Impact of pay for performance on quality of chronic disease management by social class group in England

J R Soc Med. 2009 Mar;102(3):103-7. doi: 10.1258/jrsm.2009.080389.

Abstract

Objective: To examine associations between social class and achievement of selected national audit targets for coronary heart disease (CHD), diabetes and hypertension in England before and after the introduction of a major pay for performance programme in 2004.
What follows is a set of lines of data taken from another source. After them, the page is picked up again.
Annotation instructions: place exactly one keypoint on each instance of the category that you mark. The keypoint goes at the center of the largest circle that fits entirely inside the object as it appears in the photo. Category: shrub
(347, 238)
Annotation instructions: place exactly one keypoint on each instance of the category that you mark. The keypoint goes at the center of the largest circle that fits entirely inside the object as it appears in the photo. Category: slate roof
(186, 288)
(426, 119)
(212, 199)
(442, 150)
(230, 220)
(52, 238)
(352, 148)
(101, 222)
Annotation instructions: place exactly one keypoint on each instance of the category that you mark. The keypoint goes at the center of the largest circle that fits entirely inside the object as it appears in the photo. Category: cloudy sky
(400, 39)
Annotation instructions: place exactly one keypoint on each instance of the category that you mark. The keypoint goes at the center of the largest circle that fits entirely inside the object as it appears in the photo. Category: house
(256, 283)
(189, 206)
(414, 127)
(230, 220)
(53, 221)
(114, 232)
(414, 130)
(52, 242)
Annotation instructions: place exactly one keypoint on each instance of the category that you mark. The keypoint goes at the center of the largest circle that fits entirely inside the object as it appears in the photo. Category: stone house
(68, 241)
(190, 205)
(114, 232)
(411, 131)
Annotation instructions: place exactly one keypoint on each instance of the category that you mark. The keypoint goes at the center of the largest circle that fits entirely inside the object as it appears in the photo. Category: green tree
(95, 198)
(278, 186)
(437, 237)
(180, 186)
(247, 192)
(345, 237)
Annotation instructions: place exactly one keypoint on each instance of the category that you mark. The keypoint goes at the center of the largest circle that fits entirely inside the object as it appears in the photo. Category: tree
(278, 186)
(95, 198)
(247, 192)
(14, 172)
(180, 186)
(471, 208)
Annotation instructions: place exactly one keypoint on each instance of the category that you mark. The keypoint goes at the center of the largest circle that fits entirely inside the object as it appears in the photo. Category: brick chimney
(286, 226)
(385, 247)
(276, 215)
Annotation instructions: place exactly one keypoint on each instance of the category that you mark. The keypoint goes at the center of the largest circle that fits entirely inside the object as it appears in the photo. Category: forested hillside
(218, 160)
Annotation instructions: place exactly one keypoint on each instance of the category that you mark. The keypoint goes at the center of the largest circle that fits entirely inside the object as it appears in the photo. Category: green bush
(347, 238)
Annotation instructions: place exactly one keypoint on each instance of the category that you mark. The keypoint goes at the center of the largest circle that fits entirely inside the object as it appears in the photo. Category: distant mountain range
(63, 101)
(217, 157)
Design: Secondary analysis of 2003 and 2006 national survey data for respondents with CHD and diabetes and hypertension.

Setting: England.

Main outcome measure: Achievement of national audit targets for blood pressure, blood glucose and cholesterol control.

Results: There were no significant differences in achievement of blood pressure targets in individuals from manual and non-manual occupational groups with diabetes (2003: 65.9% v 60.3%, 2006: 67.6% v 69.7%) or hypertension (2003: 66.2% v 66.2%, 2006: 72.8% v 71.9%) before or after the introduction of pay for performance. Achievement of the cholesterol target was also similar in individuals from manual and non-manual groups with diabetes (2003: 52.5% v 46.6%, 2006: 68.7% v 70.5%) or CHD (2003: 54.3% v 53.3%, 2006: 68.6% v 71.3%). Differences in achievement of the blood pressure target in CHD [75.8% v 84.5%; AOR 0.44 (0.21-0.90)] were evident between manual and non-manual occupational groups after the introduction of pay for performance.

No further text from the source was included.